Edilene conta que tentou ligar no telefone divulgado pela Secretaria de Desenvolvimento Social (Sedes) para fazer o agendamento, mas não foi atendida. "Por isso, vim até aqui. Mas é humilhante passar por isso. A gente é humilde e realmente precisa dessa atenção do Estado neste momento de dificuldade". Na fila, sobra solidariedade ao menos entre quem aguarda, segundo ela. "Uma traz colchão, outra traz comida. Assim, vamos levando", completa.
Realidade
Em frente à mesma unidade, Ingrid de Sousa, 29, esperava sob uma lona enquanto amamentava o filho de 1 ano. Mãe de mais duas crianças — uma menina de 7, outra de 11 —, a jovem conta que só não ficou sem o que dar de comer à família porque contou com a ajuda de vizinhos para conseguir uma cesta básica. "Com R$ 50, você mal consegue comprar um saco de arroz, óleo, sal nem ovos, já que o preço da carne está absurdo. Não é escolha estar aqui (na fila), é necessidade. Estou desempregada, há mais de um ano sem trabalhar e meu aluguel está atrasado. Se eu não pagar, vou morar onde? Debaixo da ponte com meus filhos?", questiona a moradora da Estrutural, que tenta atendimento no Cras desde a semana passada.
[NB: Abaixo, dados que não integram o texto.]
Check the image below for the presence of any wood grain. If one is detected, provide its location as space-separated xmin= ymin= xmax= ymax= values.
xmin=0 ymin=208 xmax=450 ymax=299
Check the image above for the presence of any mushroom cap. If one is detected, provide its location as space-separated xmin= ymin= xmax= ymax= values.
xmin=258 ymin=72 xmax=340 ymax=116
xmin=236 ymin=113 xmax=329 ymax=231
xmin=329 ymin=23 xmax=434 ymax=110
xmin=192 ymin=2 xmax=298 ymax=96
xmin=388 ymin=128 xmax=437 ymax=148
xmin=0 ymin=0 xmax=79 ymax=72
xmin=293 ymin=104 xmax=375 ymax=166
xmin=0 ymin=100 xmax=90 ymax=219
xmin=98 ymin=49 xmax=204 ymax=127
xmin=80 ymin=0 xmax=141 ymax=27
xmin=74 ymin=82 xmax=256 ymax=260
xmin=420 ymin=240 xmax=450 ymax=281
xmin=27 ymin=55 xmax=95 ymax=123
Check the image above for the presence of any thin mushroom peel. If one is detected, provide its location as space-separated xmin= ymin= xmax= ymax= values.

Impossibilitada de trabalhar há cinco anos devido a problemas de saúde, Maria Aparecida de Oliveira, 50, depende do Benefício de Prestação Continuada (BPC). Agora, tenta regularizar a situação e atualizar os dados de cadastro antes que o prazo termine e fique sem receber os depósitos. "A única renda que tenho é essa", lamenta. Todos os dias, ela sai da Chácara Santa Luzia e caminha cerca de 2km até o Setor Oeste, onde fica o Cras da Estrutural. Com o dinheiro que economiza com a passagem de ônibus, consegue pagar a volta para casa à noite e comprar algo para comer. "As passagens estão muito caras para ir e voltar. Com o dinheiro, vou ao Restaurante Comunitário para fazer, ao menos, uma refeição e não passar mal, porque tomo remédio controlado e tenho diabetes", completa.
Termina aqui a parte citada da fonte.